HHS plans annual health IT report card

George Washington University and others will assess the progress the nation is making toward adopting health information technology.

A panel funded by the Department of Health and Human Services will develop an assessment in the next nine months of the progress the nation is making toward adopting health information technology.

The national coordinator for health IT, Dr. David Brailer, announced today that his office had awarded a contract for the assessment project to George Washington University and Massachusetts General Hospital/Harvard Institute for Health Policy.

Brailer declined to disclose the value of the contract, but said it was in the hundreds of thousands of dollars, rather than millions. He said the one-year contract had optional extensions.

Within a month, researchers at GWU and Harvard will convene a panel of 15 experts and health care leaders to guide them in reviewing the many already-completed surveys of health IT use and synthesizing them into a single set of definitive numbers, Brailer said.

Besides measuring the current state of health IT adoption, he said, the researchers will create a methodology for measuring it over the years and generating an annual report. The report will show how much progress is being made toward the Bush administration’s goal of an interoperable electronic health record (EHR) for every American.

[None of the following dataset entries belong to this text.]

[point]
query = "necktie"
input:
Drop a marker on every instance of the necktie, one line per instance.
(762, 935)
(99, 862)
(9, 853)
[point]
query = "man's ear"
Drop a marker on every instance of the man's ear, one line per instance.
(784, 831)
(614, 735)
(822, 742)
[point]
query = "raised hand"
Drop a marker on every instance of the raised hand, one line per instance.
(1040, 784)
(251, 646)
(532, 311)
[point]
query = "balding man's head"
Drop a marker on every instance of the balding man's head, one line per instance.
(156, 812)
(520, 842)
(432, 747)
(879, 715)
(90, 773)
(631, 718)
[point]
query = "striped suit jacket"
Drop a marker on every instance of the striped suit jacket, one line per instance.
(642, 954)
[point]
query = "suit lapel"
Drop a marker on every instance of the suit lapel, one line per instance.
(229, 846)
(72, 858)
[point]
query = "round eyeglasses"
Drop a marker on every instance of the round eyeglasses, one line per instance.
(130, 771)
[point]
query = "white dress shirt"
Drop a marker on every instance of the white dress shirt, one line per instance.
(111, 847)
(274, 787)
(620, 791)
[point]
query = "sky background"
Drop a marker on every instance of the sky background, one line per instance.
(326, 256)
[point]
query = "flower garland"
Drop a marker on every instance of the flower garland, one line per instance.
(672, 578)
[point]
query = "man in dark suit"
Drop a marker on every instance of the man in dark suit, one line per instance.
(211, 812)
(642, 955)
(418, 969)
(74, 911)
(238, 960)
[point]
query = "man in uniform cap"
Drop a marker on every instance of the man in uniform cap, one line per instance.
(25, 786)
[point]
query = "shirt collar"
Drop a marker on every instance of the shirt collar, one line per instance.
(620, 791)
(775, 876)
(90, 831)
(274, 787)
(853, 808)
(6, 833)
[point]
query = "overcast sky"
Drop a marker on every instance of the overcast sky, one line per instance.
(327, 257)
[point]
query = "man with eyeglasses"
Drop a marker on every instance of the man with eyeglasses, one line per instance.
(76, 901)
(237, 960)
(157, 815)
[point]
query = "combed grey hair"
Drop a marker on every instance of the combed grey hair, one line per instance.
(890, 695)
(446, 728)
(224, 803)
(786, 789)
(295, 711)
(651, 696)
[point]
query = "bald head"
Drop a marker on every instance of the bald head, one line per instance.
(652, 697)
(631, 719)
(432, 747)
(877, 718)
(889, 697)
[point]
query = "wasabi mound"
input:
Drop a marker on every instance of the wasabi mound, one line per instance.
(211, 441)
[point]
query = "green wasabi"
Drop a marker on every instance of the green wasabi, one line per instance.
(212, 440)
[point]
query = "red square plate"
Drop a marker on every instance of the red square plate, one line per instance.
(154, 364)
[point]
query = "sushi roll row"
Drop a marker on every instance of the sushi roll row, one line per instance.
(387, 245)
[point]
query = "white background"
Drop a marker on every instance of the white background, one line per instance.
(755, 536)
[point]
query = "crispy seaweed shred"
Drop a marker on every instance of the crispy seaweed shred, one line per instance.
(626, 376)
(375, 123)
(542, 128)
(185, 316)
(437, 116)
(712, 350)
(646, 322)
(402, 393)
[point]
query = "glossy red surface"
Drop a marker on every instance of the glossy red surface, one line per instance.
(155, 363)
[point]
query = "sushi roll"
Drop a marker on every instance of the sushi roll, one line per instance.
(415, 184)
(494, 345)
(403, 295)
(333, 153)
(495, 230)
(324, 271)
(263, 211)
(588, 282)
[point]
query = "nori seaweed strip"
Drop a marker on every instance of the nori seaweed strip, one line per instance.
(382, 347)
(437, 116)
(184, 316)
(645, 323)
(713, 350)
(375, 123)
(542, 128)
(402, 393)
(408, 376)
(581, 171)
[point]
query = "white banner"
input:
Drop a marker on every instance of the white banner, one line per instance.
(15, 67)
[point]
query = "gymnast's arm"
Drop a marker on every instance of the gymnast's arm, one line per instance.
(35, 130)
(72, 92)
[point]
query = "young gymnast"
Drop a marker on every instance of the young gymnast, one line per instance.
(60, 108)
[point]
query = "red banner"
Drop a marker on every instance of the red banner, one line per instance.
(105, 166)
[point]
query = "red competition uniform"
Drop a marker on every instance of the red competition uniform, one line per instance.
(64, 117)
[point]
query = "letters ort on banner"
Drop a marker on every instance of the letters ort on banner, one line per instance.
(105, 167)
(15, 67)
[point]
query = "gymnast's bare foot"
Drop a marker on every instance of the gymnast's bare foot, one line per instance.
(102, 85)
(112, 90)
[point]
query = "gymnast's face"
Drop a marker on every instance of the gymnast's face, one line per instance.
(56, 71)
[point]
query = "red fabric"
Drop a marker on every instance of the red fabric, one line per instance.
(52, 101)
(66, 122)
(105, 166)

Brailer said the project also will point to disparities in adoption rates and reveal where the gaps are most pronounced, helping guide policy-makers seeking to bridge those gaps. He said it “can give us more insight and color about some of the particular policy consequences or undiscovered policy implications of the health IT agenda.”

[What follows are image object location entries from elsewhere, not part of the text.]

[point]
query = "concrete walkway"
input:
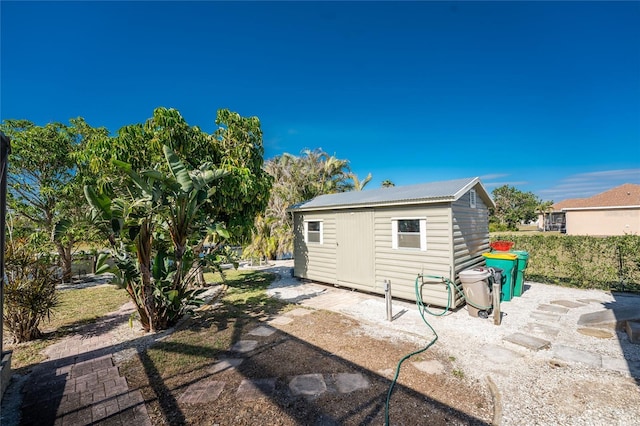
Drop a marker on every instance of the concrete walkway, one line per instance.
(79, 384)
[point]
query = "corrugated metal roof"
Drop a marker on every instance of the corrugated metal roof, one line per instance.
(626, 195)
(431, 192)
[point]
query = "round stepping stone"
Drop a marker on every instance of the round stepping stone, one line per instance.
(225, 364)
(281, 320)
(308, 384)
(350, 382)
(243, 346)
(429, 367)
(299, 312)
(499, 355)
(262, 331)
(594, 332)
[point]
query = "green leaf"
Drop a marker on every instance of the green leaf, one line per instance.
(101, 264)
(99, 202)
(178, 169)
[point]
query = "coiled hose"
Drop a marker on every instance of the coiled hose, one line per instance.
(422, 309)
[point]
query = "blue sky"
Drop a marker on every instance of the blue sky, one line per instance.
(543, 96)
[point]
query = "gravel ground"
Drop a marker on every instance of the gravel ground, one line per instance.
(599, 386)
(578, 380)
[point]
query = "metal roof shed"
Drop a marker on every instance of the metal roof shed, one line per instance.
(359, 239)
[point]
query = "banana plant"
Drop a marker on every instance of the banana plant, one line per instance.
(151, 227)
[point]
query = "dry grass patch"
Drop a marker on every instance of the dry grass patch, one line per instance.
(322, 343)
(76, 308)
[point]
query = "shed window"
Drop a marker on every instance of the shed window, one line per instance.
(313, 231)
(409, 233)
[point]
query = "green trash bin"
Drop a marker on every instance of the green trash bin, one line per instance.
(523, 260)
(508, 263)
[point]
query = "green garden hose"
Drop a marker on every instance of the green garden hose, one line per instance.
(422, 309)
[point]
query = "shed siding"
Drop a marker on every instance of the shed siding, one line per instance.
(456, 237)
(470, 233)
(315, 261)
(402, 266)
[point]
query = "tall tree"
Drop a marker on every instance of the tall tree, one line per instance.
(358, 185)
(545, 207)
(296, 179)
(165, 206)
(44, 185)
(513, 207)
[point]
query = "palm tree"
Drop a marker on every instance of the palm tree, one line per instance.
(296, 179)
(545, 208)
(359, 185)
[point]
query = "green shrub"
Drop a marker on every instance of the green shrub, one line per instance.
(581, 261)
(29, 292)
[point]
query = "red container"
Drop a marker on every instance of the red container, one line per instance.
(502, 245)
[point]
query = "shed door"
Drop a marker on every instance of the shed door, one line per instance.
(355, 240)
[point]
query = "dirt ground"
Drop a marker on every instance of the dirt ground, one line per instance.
(324, 343)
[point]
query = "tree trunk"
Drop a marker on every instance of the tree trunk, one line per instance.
(65, 261)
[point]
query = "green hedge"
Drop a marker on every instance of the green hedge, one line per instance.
(581, 261)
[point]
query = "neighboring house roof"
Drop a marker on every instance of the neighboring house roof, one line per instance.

One of the lead researchers, Dr. David Blumenthal of Harvard Medical School, said during a press conference that there are few surveys of interoperability of health records, and it will be a challenge for the researchers to figure out how to measure the degree of interoperability among EHRs.

Brailer said the work the Certification Commission for Health IT is doing under another contract from his office will help determine which EHR software products can be considered interoperable.

The contract to GWU and Harvard was the fourth Brailer’s office awarded in recent weeks.